Induction thermography can be applied to a wide range of materials that exhibit at least some electrical conductivity. Its ability to detect both surface cracks and hidden cracks close to the surface is very attractive, in particular for inspection of ferritic steel. The advantage of induction thermography compared to magnetic particle testing lies in the noncontact operation avoiding particle solutions and chemicals, as well as the ability to offer fully automated testing and well-documented results.

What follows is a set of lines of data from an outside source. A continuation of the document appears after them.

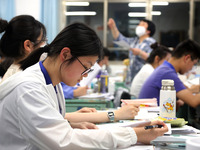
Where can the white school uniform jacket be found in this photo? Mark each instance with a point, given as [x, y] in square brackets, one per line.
[30, 118]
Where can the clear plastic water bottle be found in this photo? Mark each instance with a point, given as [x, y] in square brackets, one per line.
[104, 80]
[168, 99]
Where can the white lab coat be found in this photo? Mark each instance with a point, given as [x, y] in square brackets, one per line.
[30, 118]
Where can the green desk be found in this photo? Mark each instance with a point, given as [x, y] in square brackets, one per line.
[76, 104]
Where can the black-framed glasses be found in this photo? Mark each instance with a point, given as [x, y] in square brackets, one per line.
[87, 70]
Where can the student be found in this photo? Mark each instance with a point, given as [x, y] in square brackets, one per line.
[76, 91]
[22, 40]
[22, 35]
[32, 108]
[155, 59]
[184, 57]
[140, 45]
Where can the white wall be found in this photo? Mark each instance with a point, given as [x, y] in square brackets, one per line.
[28, 7]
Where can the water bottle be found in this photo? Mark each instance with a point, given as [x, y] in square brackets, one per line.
[168, 99]
[104, 82]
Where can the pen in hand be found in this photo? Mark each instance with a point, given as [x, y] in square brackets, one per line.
[153, 126]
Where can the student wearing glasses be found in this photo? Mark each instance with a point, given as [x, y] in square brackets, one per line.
[76, 91]
[33, 106]
[22, 35]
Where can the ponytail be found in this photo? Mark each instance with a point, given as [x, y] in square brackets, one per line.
[3, 25]
[33, 58]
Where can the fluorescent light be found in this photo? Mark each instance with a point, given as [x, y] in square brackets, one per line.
[132, 26]
[80, 13]
[137, 4]
[137, 14]
[77, 3]
[134, 21]
[145, 4]
[156, 13]
[160, 3]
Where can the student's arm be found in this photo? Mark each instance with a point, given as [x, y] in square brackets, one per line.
[125, 112]
[113, 28]
[188, 97]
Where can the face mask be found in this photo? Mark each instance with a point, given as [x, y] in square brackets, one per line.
[140, 31]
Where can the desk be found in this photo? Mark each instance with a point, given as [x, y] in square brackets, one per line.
[76, 104]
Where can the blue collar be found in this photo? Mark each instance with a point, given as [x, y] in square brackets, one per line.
[166, 63]
[48, 80]
[45, 73]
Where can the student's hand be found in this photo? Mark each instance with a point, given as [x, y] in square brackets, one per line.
[83, 125]
[86, 110]
[111, 23]
[80, 91]
[145, 136]
[136, 51]
[128, 111]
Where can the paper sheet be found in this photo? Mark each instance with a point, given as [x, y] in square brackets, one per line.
[86, 81]
[126, 123]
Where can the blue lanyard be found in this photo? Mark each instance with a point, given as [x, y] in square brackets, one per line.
[48, 80]
[166, 63]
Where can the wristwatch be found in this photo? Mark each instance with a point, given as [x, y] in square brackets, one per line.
[111, 116]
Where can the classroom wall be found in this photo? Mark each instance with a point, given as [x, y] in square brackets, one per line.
[30, 7]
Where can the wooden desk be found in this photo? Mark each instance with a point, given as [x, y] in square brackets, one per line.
[76, 104]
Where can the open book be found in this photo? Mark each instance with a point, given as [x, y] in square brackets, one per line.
[86, 81]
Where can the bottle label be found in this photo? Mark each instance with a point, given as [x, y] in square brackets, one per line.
[168, 104]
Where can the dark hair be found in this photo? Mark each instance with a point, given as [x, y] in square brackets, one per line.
[19, 29]
[82, 41]
[187, 47]
[106, 52]
[151, 26]
[3, 25]
[158, 50]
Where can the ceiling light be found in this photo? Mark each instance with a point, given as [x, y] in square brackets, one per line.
[137, 14]
[80, 13]
[77, 3]
[137, 4]
[145, 4]
[160, 3]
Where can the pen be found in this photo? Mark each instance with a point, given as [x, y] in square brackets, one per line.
[153, 126]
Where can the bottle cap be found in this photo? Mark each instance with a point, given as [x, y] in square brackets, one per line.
[167, 82]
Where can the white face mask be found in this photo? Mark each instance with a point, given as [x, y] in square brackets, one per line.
[140, 31]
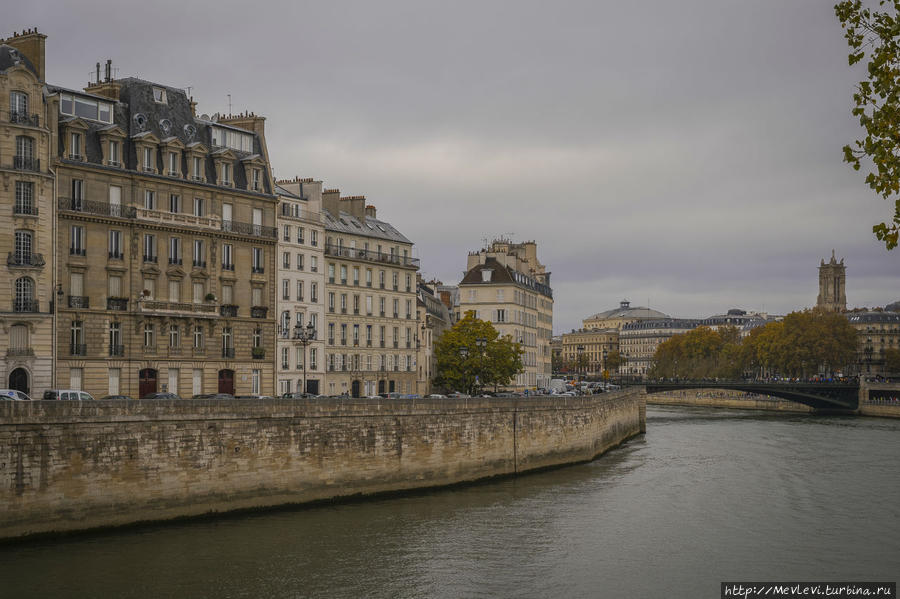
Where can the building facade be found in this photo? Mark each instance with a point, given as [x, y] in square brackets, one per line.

Cracks in ferritic steel can usually be detected with good signal/noise ratio. Progress has been obtained in determining the defect depth from the thermographic data.

An application with difficulties is crack detection on highly reflecting aluminum alloys and other materials with highly reflecting surfaces and low emissivity. Simulations and experimental evidence show that the contrast obtained from a crack in aluminum may be one to two orders of magnitude smaller than that of magnetic steel.

A central requirement for an alternative testing technique, however, is at least equal detection sensitivity and reliability as the existing standard. Although present results show that relevant cracks can be detected reliably, there is a demand for research on long-term stability and reliability in mass production applications.

More pilot applications and upcoming application standards will increase the acceptance of the technique.